DMEK outcomes favorable after mid-term duration of follow-up

October 19, 2014

Findings from a mid-term evaluation of the first Descemet Membrane Endothelial Keratoplasty (DMEK) cohort show that the procedure results in a near complete visual recovery that is achieved at 6 months and seems to remain stable for at least up to 6 years, said Fook Chang Lam, MD.

Chicago-Findings from a mid-term evaluation of the first Descemet Membrane Endothelial Keratoplasty (DMEK) cohort show that the procedure results in a near complete visual recovery that is achieved at 6 months and seems to remain stable for at least up to 6 years, said Fook Chang Lam, MD.

The world’s first DMEK was performed by Gerrit Melles, MD, PhD, and colleagues at the Institute for Innovative Ocular Surgery, Rotterdam, The Netherlands, more than 6 years ago.

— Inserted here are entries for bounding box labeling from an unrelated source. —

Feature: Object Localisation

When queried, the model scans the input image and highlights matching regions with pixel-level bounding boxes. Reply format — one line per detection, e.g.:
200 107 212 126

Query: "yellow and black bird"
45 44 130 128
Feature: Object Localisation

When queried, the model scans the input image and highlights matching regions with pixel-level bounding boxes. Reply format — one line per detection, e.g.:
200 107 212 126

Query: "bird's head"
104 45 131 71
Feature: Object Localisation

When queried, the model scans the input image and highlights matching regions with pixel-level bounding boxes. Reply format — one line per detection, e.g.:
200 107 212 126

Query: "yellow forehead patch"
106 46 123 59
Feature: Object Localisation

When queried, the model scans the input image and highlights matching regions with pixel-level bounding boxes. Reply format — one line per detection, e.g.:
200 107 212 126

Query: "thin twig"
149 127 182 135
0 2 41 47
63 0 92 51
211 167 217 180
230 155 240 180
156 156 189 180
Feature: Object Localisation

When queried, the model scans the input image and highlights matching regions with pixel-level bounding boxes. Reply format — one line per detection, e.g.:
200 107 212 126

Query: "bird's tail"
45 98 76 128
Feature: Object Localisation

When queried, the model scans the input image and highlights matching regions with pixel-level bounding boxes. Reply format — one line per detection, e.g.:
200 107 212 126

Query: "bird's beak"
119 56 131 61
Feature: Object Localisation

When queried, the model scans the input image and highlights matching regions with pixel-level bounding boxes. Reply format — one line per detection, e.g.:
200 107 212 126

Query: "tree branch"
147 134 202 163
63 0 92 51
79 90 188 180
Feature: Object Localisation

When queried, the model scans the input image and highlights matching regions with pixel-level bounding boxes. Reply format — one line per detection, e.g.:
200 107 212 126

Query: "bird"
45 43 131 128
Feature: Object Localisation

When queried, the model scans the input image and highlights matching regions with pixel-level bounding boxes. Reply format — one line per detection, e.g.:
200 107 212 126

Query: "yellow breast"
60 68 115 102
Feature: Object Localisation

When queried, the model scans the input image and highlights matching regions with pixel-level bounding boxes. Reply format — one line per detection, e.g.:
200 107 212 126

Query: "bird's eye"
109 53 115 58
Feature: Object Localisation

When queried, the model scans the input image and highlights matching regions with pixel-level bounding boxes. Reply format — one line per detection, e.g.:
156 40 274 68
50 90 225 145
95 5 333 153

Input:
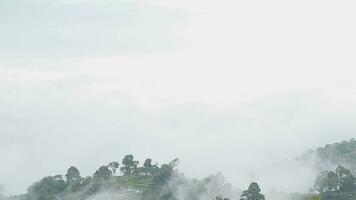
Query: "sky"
0 0 356 194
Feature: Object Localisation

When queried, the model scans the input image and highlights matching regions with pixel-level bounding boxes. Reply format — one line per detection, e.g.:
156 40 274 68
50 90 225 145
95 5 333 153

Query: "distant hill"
297 139 356 174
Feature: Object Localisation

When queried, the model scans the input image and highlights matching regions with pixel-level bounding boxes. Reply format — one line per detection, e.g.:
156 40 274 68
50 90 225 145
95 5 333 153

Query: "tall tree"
240 182 265 200
120 154 139 176
94 165 112 178
108 161 120 174
65 166 81 184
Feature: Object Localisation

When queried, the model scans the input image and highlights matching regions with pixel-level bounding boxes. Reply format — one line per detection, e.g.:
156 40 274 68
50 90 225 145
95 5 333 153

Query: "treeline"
10 154 178 200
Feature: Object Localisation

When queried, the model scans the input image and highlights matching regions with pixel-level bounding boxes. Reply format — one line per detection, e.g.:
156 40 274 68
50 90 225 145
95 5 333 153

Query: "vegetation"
5 139 356 200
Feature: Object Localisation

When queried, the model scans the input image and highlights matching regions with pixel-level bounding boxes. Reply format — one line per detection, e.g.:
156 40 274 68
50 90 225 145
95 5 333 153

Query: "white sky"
0 0 356 194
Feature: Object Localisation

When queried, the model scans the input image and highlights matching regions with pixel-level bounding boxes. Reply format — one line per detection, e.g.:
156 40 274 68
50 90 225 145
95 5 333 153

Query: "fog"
0 0 356 199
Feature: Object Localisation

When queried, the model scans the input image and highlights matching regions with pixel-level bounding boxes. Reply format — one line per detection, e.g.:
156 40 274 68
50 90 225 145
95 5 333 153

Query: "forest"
0 139 356 200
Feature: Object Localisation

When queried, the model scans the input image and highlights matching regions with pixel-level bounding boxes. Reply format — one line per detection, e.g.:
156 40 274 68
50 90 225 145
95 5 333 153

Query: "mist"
0 0 356 200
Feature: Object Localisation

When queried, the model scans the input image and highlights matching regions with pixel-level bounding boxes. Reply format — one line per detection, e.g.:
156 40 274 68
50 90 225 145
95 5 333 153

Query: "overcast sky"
0 0 356 194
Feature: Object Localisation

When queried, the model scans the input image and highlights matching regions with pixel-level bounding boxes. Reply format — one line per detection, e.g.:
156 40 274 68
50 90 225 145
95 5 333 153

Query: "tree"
213 195 229 200
335 165 356 192
314 171 339 192
120 154 139 176
28 175 66 200
309 195 320 200
109 161 120 174
94 165 112 178
240 182 265 200
142 158 158 176
65 166 81 184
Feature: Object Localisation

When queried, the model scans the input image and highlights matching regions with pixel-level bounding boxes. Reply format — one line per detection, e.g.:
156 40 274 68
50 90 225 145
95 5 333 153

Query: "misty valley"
0 139 356 200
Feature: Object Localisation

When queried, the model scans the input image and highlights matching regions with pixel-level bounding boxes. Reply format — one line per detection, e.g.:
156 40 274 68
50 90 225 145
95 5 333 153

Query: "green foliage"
240 182 265 200
120 154 139 176
65 166 82 184
94 165 112 179
298 139 356 173
309 195 320 200
28 175 66 200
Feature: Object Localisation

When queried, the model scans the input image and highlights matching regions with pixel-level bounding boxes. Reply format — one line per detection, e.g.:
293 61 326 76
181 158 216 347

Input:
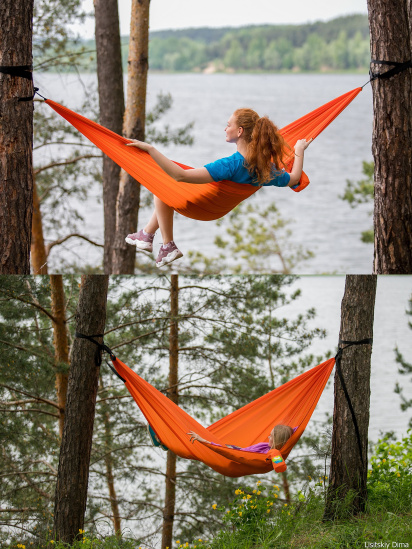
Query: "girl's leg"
151 196 174 244
144 209 159 234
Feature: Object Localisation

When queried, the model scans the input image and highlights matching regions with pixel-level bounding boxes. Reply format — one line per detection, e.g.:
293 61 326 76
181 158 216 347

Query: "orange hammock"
112 358 335 477
46 88 362 221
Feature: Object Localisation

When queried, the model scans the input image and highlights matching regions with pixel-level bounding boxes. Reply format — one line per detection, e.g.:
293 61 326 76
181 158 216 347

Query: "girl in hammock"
125 109 312 267
187 425 297 454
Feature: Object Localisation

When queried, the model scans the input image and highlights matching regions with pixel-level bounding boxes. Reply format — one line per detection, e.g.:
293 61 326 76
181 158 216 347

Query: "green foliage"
188 200 313 274
145 15 370 71
395 297 412 428
171 431 412 549
368 429 412 512
9 530 140 549
0 276 324 545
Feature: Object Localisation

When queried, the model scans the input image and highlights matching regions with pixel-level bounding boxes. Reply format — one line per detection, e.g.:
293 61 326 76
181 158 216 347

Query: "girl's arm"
126 139 213 183
288 139 313 187
186 431 211 444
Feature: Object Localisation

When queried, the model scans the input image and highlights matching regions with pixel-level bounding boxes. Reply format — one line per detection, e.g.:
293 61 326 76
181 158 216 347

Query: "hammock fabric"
112 358 335 477
46 88 362 221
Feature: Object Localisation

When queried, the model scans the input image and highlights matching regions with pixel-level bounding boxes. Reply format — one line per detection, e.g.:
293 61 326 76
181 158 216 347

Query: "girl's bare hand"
186 431 204 444
126 139 152 152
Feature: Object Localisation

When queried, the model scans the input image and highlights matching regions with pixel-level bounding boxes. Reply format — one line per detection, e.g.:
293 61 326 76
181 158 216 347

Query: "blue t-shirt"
205 151 290 187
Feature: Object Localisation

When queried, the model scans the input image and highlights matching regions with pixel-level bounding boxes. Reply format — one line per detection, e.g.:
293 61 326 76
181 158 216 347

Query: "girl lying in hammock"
125 109 312 267
187 425 297 454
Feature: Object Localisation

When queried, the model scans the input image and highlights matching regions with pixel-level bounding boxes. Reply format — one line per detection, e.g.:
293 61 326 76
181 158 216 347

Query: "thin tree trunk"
53 275 108 544
100 376 122 536
162 275 179 549
31 180 47 274
50 275 69 438
368 0 412 274
324 275 376 519
0 0 33 274
94 0 124 274
112 0 150 274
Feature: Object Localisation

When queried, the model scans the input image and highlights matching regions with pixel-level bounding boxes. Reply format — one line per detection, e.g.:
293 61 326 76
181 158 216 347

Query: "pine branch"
0 386 60 410
33 154 101 177
0 408 59 419
46 233 104 256
0 288 56 322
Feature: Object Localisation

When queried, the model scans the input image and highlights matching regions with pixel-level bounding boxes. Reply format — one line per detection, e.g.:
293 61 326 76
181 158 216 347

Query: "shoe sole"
125 237 153 253
156 250 183 269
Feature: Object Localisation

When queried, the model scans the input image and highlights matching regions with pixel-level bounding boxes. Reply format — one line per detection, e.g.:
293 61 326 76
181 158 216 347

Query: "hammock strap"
335 337 373 467
0 65 46 101
74 332 126 383
369 59 412 82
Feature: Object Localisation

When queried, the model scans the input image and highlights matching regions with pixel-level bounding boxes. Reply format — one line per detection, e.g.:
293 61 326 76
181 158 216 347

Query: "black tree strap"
369 59 412 82
335 337 373 466
74 332 126 383
0 65 33 80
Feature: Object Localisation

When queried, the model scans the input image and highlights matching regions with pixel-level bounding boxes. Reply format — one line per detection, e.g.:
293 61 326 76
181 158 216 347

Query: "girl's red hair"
234 109 287 185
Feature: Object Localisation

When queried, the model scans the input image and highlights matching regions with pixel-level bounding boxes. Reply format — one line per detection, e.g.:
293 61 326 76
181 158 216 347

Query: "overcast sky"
76 0 367 38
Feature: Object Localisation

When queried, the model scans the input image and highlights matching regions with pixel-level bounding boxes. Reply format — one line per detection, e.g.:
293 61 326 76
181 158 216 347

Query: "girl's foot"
125 229 154 253
156 240 183 267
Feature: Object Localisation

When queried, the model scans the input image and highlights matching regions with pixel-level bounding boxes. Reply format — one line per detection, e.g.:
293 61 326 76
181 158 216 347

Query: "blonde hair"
233 109 288 185
271 425 293 450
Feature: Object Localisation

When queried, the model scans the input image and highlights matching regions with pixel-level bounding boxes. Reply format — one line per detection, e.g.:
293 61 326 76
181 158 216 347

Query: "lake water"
36 74 373 274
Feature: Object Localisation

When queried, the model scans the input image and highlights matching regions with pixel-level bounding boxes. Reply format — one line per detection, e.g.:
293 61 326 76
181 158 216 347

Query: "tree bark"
0 0 33 274
112 0 150 274
100 376 122 536
162 275 179 549
368 0 412 274
54 275 108 544
31 180 48 274
94 0 124 274
324 275 376 519
50 275 69 438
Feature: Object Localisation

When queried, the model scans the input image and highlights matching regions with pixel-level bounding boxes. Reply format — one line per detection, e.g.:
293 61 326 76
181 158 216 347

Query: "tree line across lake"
80 15 370 72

Now, data from the first 300 operated eyes followed for at least 2 years prove that the procedure continues to be effective in the mid-term, Dr. Lam said.

“Excluding eyes with low visual potential, best-corrected visual acuity was 20/40 or better in more than 95% of eyes by 6 months,” he said. “And, what is really remarkable, the number of patients achieving 20/20 and 20/17 continues to increase with the passage of time.”

He also reported safety outcomes. Endothelial cell density decreased 34% in the first 6 months after surgery. Thereafter, it declined at a steady annual rate of 8%.

 

The review of postoperative complications showed such events were very rare after the first 6 months of surgery, but also demonstrated the effect of the learning curve. Although the overall graft survival rate was 86%, Dr. Lam pointed out that the success rate was much higher when considering only the last 100 to 200 cases.

“Early primary graft failure occurred in four eyes, for a rate of 1.3% rate,” he said. “However, excluding three cases that occurred in our learning curve, the rate decreases to 0.04%.”

The rate of secondary glaucoma was 1.3%, and iatrogenic cataract occurred in 9.2% of phakic eyes. There was a 0.7% rate of late-onset graft failure, and graft rejection occurred at a rate of 2% from 2 to 6 years, although two-thirds of those patients regained corneal clarity with topical treatment.